The following images are the images I was using to try to warp and mosaic. I know some of these images aren't perfect, but I was trying to get my code working first before going back and perfecting the images. Since I never was able to get the code completely working, I just ended up sticking with these images.
I selected the points with ginput on python. I used this article as a guide to help me build my function to compute the homographies. I had difficulty finishing the project so I double checked my homogaphy implementation against cv2.findhomography() to double check my implementation was correct.
I had a lot of difficulties implementing my warp function. Below are the best results I could get. I couldn't figure out in the end how to remove the weird stretching artifacts. I think this is from the interpolation function I was using. I think if I could've found a way to 0 out that part of the image, the results would look a lot cleaner. Below are the left image, right image, and left image after warping.
I also tried to rectify my images as well, but the results did not turn out too well. The code for my attempt is in my notebook
Not done
I originally was using 6+ points for computing my homography and I was not getting my matrix correct. When I limited my points to just 4, my function immediately worked. I think in the future instead of assuming something won't work and trying to fix it ahead of time, I'll just try the simplest method first before trying something more clever or (what I think to be) more robust.
--------------------------------------
I used Prof. Eros's harris.py when implementing detecting corner features in an image. Below are the original left and right images and the detected corner features on those images.
ANMS was used to decrease the number of detected corner features while also trying to keep the set of points somewhat spread uniformly on the image. Below is the result of running ANMS on the same detected corner features as above.

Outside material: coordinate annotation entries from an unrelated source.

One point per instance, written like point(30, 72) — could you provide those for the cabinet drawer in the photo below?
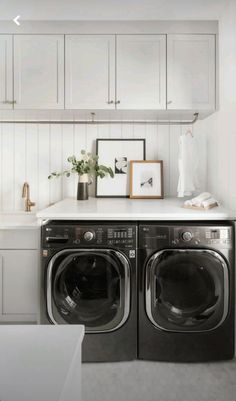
point(19, 239)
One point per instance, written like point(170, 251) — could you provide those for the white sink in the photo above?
point(18, 219)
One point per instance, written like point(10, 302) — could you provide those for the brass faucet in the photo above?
point(26, 195)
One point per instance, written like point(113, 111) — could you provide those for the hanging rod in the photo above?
point(102, 122)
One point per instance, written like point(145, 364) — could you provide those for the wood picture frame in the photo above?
point(117, 153)
point(146, 179)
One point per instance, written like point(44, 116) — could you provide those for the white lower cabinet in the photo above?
point(19, 285)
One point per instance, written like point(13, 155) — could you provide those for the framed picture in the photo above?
point(117, 153)
point(146, 179)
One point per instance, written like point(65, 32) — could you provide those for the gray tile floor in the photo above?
point(155, 381)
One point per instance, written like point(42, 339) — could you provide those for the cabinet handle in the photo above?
point(9, 102)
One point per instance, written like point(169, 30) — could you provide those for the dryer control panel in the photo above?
point(159, 237)
point(202, 236)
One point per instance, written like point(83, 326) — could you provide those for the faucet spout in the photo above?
point(26, 195)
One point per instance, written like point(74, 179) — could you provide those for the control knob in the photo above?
point(187, 236)
point(88, 236)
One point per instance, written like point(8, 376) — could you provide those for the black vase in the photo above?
point(82, 191)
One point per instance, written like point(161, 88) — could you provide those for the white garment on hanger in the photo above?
point(188, 162)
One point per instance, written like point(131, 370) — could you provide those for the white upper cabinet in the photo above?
point(191, 72)
point(39, 71)
point(6, 77)
point(90, 72)
point(141, 72)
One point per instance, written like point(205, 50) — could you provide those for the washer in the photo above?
point(89, 278)
point(186, 304)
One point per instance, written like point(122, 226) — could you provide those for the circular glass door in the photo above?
point(187, 290)
point(89, 287)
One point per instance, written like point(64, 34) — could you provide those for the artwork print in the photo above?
point(117, 153)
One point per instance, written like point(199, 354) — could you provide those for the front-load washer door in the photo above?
point(89, 287)
point(187, 290)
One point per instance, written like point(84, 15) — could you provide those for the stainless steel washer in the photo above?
point(89, 278)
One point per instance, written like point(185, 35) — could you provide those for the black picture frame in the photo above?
point(106, 141)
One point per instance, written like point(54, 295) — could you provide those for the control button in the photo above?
point(187, 236)
point(88, 236)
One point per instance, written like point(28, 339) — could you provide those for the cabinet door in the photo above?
point(39, 71)
point(19, 284)
point(90, 72)
point(6, 74)
point(191, 72)
point(141, 72)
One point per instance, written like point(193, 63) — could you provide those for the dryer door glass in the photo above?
point(90, 287)
point(187, 290)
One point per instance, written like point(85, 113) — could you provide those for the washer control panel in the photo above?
point(117, 236)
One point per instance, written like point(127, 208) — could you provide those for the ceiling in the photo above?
point(112, 9)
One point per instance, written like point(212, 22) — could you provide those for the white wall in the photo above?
point(222, 132)
point(111, 9)
point(29, 152)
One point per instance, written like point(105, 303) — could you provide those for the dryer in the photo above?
point(186, 292)
point(89, 277)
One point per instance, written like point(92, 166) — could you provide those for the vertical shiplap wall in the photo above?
point(29, 152)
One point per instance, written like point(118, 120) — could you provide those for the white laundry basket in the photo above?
point(40, 363)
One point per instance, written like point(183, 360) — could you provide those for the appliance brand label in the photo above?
point(132, 253)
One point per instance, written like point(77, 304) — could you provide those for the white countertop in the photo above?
point(130, 209)
point(18, 220)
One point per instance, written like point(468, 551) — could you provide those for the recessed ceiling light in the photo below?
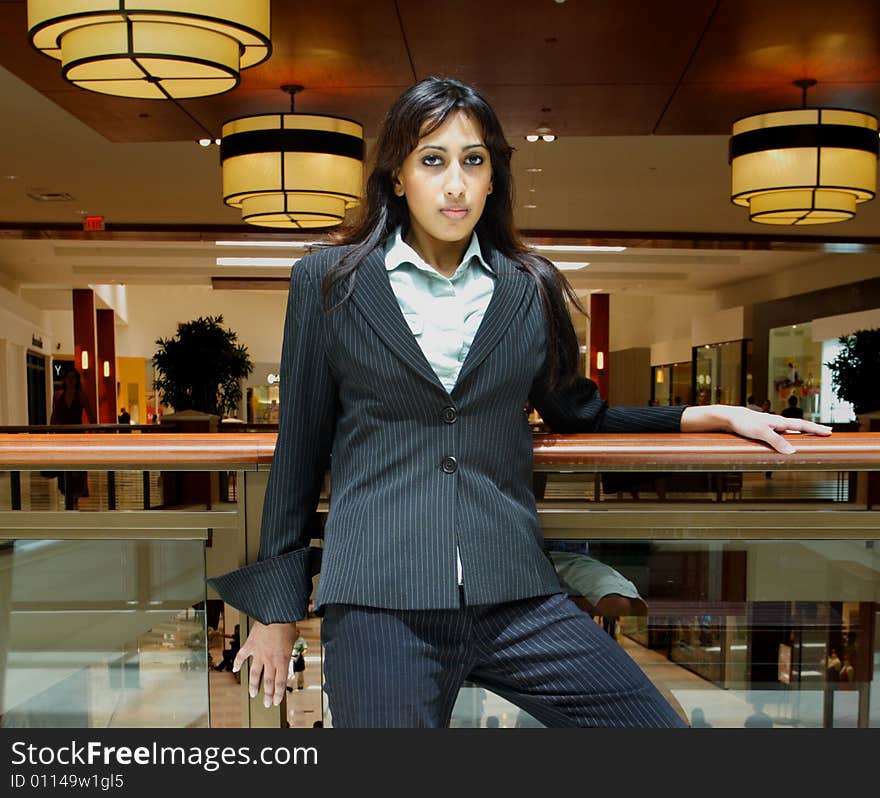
point(570, 266)
point(278, 263)
point(575, 248)
point(288, 244)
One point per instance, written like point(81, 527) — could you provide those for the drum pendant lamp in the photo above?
point(292, 170)
point(152, 49)
point(805, 165)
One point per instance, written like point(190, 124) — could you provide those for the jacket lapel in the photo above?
point(510, 287)
point(375, 300)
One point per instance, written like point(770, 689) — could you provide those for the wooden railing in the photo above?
point(588, 453)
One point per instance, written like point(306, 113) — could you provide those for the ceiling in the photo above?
point(642, 95)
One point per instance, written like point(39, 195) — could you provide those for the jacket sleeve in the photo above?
point(579, 408)
point(276, 588)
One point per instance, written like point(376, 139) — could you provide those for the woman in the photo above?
point(410, 353)
point(68, 407)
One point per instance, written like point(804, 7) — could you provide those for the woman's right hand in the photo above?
point(270, 645)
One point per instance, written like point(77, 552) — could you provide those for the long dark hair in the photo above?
point(418, 112)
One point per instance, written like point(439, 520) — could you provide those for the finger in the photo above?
point(280, 685)
point(268, 685)
point(778, 442)
point(240, 657)
point(254, 678)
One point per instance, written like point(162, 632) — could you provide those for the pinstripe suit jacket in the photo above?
point(415, 470)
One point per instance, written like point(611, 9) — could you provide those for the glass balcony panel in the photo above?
point(103, 633)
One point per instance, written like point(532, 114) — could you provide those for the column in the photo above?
point(85, 351)
point(106, 366)
point(599, 337)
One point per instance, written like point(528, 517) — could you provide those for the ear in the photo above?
point(396, 184)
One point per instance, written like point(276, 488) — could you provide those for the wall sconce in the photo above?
point(804, 165)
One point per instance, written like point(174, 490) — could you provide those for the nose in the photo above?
point(454, 180)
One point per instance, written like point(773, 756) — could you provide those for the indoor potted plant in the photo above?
point(855, 372)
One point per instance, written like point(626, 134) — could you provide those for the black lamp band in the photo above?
point(254, 142)
point(787, 137)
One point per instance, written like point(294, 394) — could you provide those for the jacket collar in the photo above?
point(375, 300)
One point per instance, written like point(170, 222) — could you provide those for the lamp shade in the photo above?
point(292, 170)
point(803, 166)
point(152, 49)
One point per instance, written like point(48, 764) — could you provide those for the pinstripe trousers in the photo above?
point(403, 668)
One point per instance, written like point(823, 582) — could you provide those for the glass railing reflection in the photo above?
point(102, 633)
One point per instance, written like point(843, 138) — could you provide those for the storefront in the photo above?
point(671, 384)
point(722, 373)
point(798, 368)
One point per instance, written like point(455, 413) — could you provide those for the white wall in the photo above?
point(631, 322)
point(826, 271)
point(20, 323)
point(61, 324)
point(719, 326)
point(832, 327)
point(155, 311)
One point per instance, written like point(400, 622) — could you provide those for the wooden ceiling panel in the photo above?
point(334, 44)
point(499, 42)
point(366, 105)
point(588, 110)
point(752, 42)
point(711, 108)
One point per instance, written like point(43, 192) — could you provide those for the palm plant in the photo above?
point(855, 372)
point(201, 367)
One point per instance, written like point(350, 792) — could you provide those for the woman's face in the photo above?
point(446, 180)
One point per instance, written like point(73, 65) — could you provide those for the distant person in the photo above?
point(597, 588)
point(833, 666)
point(698, 719)
point(229, 653)
point(298, 660)
point(792, 411)
point(758, 719)
point(68, 407)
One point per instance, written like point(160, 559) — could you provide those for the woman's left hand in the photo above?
point(749, 424)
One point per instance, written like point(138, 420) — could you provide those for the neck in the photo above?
point(444, 256)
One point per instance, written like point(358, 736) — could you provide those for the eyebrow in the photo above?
point(443, 149)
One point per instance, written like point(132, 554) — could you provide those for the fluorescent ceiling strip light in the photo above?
point(575, 248)
point(278, 263)
point(288, 244)
point(569, 266)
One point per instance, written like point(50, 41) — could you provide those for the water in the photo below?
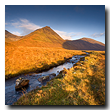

To extract the features I blurred the image and downsampled the 40 x 40 window centered around each detected corner (which survived ANMS) to an 8 x 8 window. These features are then normalized (subtract mean and divide by standard deviation). To match features, the SSD is found between feature_i and every other feature_j. If the ratio of the best_match SSD and the second_best_match SSD is below some threshold (0.1), then feature_i and its best_match feature are assumed to be the same feature (this will be checked later in our next steps). Below shows the locations of the matched features in the left and right image (same images as above).
The RANSAC algorithm was used to find a set of points from each image such that a robust homography could be estimated from them. Below are the matched features after RANSAC for the left and right image (the main difference is the triplet of points on the couch which were thrown out).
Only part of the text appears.